Amara fished into his pocket and pulled out two twenties. He handed one to the man, took his change, then sat down with his beer.
It tasted like water with algae in it. But he drank it anyway. He didn’t realize he was gulping until he was more than halfway through.
Two teenage girls came in, texting on their cell phones as they walked to the counter. Amara remembered that he hadn’t called to say he had arrived.
He got up, leaving the drink, and went outside.
His finger paused over the quick-dial combination.
Two rings, then he went directly to voice mail.
“I am here. It is very hopeful,” he said in Arabic.
After he hung up, he turned quickly to make sure he hadn’t been overheard. Using Arabic had been a mistake—he should have made the call in English.
It was nothing to worry about now. Amara went back inside to wait for his pizza and finish his beer.
Chapter 13
Ethiopia
Nuri watched the sky, waiting as the shadow descended. By the time he could make out the parachute, the SEAL harnessed into it was only a few feet from the ground. The sailor walked into his landing, then began gathering his chute. He had it squared away by the time Nuri arrived.
“Hey, Navy,” said Nuri.
“You’re Jupiter?” answered the SEAL.
“Yeah.” Nuri thought the code word was funny, and gave a little self-deprecating laugh.
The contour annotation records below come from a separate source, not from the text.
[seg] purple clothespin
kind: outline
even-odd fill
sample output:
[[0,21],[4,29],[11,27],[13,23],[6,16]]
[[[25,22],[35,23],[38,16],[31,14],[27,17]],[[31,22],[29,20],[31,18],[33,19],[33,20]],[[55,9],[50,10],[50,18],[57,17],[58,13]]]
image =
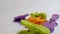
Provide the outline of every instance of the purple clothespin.
[[50,29],[51,33],[54,31],[54,27],[57,26],[56,20],[59,19],[58,14],[53,14],[52,18],[44,23],[44,26]]

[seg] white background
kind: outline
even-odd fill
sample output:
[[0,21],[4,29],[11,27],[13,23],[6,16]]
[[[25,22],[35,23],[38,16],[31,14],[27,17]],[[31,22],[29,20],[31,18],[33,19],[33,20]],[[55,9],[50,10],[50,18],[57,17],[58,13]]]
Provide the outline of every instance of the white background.
[[[0,34],[16,34],[25,29],[14,23],[13,18],[30,12],[46,12],[48,19],[60,13],[59,0],[0,0]],[[59,14],[60,15],[60,14]],[[60,20],[60,19],[59,19]],[[60,21],[52,34],[60,34]]]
The man retrieved a small ballistics case from his kit. “Here you go.”
“Thanks. The command post is that large building up there on the left,” said Nuri. “Someone’ll find you food and arrange for a pickup.”
“Thank you, sir.”
Nuri started away.
“Tell me, if you don’t mind—what exactly is it that I just brought you? They rushed me special here from Italy and flew me on my jetliner. I never seen such a fuss.”
“Bottle of vodka,” said Nuri.
The Russian was just finishing his dinner when Nuri entered the tent. A small card table had been placed in the middle. The guards had removed his hand restraints, but were watching him carefully from the side.
“You can wait outside,” Nuri told them. He put down the case and pulled out the empty chair.
“How was dinner?” he asked Kimko in English.
“All right.”
“You prefer English or Russian?”
“Your Russian is horrible.”
“Ready to talk?”
“I have said everything necessary to say.”
“I think you have a lot to say.”
Kimko smiled and shook his head. “Nuri, you are young yet. You do not know how this game is played.”
“No?”
Kimko laughed. “You waste your time. You are Mr. Nice Guy. Before, when you threaten me with the gun—that was more effective. Then you feed me. Mistake. You should make me wait. Hunger pains do much.”